La stessa giurisprudenza precisa che "il contributo causale del concorrente morale può manifestarsi attraverso forme differenziate e atipiche della condotta criminosa, dalla istigazione o determinazione all'esecuzione del delitto, all'agevolazione alla sua preparazione o consumazione, al rafforzamento del proposito criminoso di altro concorrente, alla mera adesione o autorizzazione o approvazione per rimuovere ogni ostacolo alla realizzazione di esso".
Ciò, tuttavia, "non esime il giudice di merito dall'obbligo di motivare sulla prova dell'esistenza di una reale
partecipazione nella fase ideativa o preparatoria del reato e di precisare sotto quale forma essa si sia manifestata, in rapporto di causalità efficiente con le attività poste in essere dagli altri concorrenti, non potendosi confondere l'atipicità della condotta criminosa concorsuale, pur prevista dall'art. 110 c.p., con l'indifferenza probatoria circa le forme concrete del suo manifestarsi nella realtà".

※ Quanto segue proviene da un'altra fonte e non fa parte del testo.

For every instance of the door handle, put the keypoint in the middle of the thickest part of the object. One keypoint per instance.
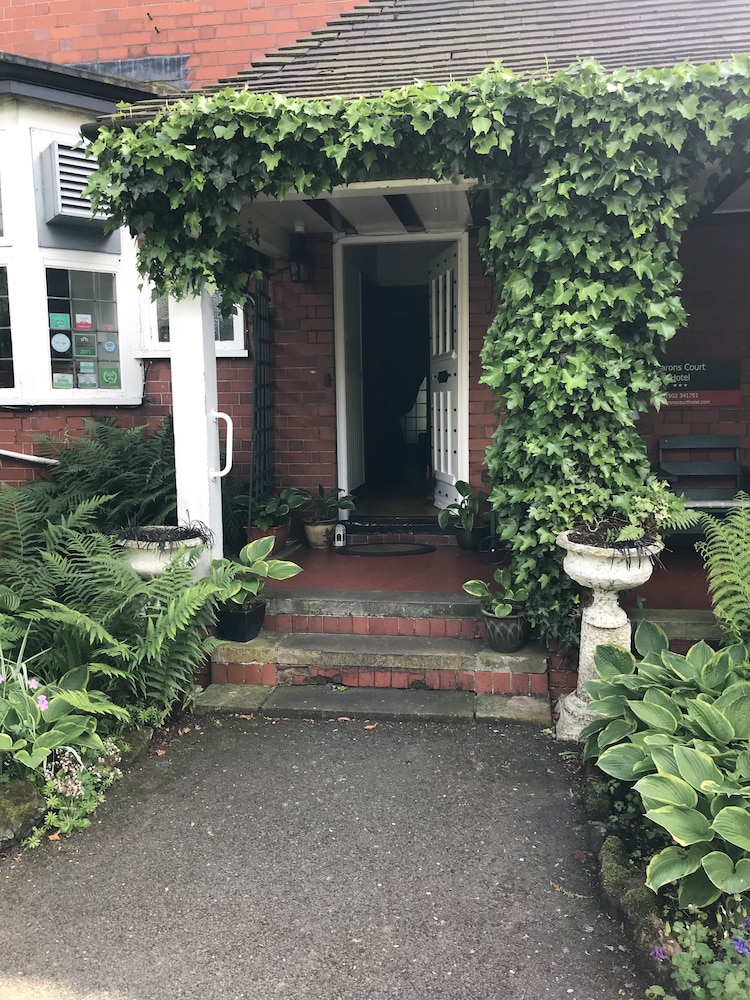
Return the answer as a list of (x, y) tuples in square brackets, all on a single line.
[(216, 416)]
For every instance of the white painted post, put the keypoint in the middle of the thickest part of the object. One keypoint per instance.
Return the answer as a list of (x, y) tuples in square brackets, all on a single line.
[(194, 400)]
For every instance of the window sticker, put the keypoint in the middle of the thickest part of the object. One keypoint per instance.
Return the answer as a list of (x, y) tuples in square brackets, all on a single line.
[(59, 321)]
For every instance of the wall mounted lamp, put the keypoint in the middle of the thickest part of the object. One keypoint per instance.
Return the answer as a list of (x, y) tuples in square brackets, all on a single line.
[(299, 261)]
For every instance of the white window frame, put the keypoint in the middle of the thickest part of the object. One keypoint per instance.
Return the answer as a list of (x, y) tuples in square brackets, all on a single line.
[(27, 261), (152, 347)]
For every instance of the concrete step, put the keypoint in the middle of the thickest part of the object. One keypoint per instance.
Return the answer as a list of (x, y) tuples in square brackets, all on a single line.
[(352, 704), (682, 624), (382, 661), (373, 612)]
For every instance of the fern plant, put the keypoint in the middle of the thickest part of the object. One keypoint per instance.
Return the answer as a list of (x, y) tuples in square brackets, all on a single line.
[(134, 466), (82, 604), (726, 556)]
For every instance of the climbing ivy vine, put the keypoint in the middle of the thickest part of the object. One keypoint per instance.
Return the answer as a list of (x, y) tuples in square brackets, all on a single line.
[(593, 179)]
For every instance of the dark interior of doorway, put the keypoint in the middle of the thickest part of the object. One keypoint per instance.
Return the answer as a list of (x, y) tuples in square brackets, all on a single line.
[(395, 356)]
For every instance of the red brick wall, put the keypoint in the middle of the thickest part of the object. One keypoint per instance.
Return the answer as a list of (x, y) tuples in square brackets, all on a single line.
[(303, 377), (19, 431), (220, 37), (716, 294)]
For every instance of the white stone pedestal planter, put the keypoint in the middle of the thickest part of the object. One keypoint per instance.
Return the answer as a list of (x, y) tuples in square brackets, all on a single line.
[(148, 559), (605, 571)]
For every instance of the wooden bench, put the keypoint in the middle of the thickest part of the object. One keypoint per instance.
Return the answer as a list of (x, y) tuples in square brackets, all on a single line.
[(704, 467)]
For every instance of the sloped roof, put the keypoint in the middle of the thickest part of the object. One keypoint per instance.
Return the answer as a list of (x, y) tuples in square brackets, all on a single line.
[(386, 44)]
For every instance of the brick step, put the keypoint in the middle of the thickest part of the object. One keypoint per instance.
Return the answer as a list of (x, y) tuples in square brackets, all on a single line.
[(387, 661), (373, 612)]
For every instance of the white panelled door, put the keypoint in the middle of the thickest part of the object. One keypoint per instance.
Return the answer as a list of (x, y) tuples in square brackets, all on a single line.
[(444, 391)]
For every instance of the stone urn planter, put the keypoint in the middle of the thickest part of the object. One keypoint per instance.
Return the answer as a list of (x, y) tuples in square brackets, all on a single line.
[(605, 571), (155, 545)]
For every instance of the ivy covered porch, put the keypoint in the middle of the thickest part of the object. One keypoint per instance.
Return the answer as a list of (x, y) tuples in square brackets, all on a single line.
[(575, 287)]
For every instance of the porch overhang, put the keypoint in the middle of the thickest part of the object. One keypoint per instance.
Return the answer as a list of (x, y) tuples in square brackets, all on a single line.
[(378, 208)]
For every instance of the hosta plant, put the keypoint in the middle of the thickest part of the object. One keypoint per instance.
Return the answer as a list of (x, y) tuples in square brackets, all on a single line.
[(678, 728), (37, 719)]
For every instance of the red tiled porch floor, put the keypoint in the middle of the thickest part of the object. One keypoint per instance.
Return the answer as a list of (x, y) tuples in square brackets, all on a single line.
[(404, 621), (678, 581)]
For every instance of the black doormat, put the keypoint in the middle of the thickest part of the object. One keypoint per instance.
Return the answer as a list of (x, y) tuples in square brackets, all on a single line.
[(385, 549)]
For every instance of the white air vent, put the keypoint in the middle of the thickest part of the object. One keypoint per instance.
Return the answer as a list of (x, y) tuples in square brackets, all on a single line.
[(66, 170)]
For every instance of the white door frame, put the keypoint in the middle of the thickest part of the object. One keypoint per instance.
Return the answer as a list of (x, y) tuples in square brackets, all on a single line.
[(462, 243)]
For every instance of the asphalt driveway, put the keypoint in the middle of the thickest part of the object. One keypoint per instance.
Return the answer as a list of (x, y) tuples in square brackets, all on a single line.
[(252, 859)]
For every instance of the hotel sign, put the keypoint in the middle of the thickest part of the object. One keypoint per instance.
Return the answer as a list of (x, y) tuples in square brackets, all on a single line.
[(714, 382)]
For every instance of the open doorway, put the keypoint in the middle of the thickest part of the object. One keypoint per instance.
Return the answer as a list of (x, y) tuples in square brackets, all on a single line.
[(395, 369), (400, 405)]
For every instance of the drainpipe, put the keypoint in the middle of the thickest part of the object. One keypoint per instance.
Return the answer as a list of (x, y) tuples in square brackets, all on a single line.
[(33, 459)]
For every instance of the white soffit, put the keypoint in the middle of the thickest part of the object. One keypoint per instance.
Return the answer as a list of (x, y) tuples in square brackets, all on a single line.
[(438, 206)]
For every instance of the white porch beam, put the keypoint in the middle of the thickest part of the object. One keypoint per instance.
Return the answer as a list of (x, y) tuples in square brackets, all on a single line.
[(194, 401)]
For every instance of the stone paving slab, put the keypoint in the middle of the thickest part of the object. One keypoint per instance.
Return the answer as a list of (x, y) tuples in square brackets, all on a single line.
[(325, 701), (519, 708), (231, 698)]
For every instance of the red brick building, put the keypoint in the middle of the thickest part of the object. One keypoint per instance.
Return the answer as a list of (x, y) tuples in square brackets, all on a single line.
[(369, 48)]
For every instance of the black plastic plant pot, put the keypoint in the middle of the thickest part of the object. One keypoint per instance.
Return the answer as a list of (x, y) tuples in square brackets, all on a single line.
[(471, 540), (238, 625), (506, 635)]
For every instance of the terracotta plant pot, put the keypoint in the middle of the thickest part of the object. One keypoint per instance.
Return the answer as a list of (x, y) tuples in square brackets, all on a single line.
[(506, 635), (320, 536), (239, 624)]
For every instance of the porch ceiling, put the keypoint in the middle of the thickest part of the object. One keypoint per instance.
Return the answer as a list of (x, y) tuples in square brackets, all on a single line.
[(395, 208), (387, 208)]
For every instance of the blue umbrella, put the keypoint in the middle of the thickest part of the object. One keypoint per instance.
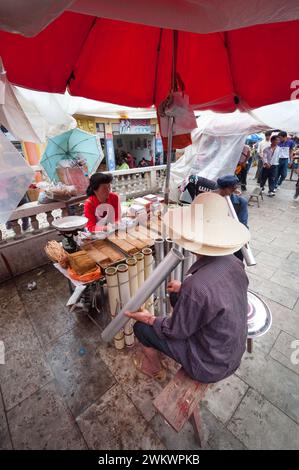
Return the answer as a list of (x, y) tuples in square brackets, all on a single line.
[(72, 148), (252, 138)]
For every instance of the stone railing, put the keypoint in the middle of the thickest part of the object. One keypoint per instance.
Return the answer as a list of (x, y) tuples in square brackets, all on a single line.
[(127, 183)]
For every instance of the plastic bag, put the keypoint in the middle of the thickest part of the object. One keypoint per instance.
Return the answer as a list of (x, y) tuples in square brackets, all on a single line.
[(55, 192), (177, 106)]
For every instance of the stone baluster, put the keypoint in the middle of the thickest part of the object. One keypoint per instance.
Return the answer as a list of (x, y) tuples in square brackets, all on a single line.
[(35, 224), (16, 228)]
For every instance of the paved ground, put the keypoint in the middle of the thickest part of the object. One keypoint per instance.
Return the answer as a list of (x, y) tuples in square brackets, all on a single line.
[(61, 388)]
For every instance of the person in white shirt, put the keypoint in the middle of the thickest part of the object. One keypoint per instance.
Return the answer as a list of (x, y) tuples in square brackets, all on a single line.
[(270, 158), (261, 147)]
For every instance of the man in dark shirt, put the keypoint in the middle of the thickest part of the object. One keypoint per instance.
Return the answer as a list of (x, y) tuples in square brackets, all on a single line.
[(207, 330)]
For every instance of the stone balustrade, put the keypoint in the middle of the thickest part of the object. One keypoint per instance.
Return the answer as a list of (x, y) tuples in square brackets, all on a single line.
[(127, 183)]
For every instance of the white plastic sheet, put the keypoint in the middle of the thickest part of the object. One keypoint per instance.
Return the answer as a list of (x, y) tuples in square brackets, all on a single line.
[(199, 16), (15, 178)]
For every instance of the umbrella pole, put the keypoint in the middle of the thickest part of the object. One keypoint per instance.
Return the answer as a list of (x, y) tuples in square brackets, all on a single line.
[(169, 151)]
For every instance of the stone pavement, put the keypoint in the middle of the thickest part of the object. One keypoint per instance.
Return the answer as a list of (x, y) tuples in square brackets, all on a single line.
[(62, 388)]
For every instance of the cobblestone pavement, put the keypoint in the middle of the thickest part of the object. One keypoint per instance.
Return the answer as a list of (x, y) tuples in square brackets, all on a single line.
[(62, 388)]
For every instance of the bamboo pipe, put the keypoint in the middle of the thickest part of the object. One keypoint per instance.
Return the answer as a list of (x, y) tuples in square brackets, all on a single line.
[(133, 275), (140, 269), (188, 261), (124, 290), (161, 293), (148, 269), (178, 272), (113, 296), (157, 277)]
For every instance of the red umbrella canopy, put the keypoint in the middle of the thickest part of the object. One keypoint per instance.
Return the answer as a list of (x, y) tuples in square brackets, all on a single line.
[(131, 64)]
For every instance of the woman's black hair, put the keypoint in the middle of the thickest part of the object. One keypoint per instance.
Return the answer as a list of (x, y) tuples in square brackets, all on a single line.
[(96, 180)]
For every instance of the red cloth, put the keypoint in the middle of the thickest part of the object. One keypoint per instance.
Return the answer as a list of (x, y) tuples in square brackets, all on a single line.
[(93, 208), (221, 71)]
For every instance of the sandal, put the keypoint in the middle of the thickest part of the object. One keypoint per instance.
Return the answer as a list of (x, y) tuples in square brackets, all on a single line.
[(160, 376)]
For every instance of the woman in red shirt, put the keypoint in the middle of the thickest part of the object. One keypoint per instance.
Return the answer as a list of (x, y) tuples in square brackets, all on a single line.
[(102, 206)]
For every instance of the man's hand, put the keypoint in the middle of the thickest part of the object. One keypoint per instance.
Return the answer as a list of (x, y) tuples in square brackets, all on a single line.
[(143, 315), (174, 286)]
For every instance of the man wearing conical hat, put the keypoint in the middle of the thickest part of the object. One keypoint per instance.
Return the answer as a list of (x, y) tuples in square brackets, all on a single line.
[(207, 330)]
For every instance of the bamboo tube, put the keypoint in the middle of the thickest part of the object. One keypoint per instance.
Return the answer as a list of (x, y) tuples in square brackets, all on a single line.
[(168, 244), (124, 290), (158, 276), (113, 296), (140, 268), (188, 261), (178, 272), (148, 269), (161, 292)]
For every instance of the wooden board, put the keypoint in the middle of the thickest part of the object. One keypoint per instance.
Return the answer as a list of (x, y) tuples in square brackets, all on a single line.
[(142, 234), (96, 254), (179, 398), (139, 244), (106, 253)]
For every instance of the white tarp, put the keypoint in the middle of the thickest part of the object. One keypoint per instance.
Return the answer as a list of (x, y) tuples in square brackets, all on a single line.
[(201, 16), (15, 177), (31, 116)]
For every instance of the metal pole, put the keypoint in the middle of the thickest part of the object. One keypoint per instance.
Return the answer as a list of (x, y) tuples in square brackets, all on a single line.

In quest'ottica, la precisazione del Tribunale circa la sostanziale istigazione attuata sui redattori dei documenti, nell'ottica della più ampia politica aziendale di cui si è detto, ed il contributo specifico attuato dal singolo nell'ambito dei compiti che gli erano propri è argomentazione sufficiente, nella presente fase cautelare, a dimostrare che vi fosse stata una reale partecipazione nella fase ideativa o preparatoria del reato in rapporto di causalità efficiente con le attività poste in essere dagli altri concorrenti.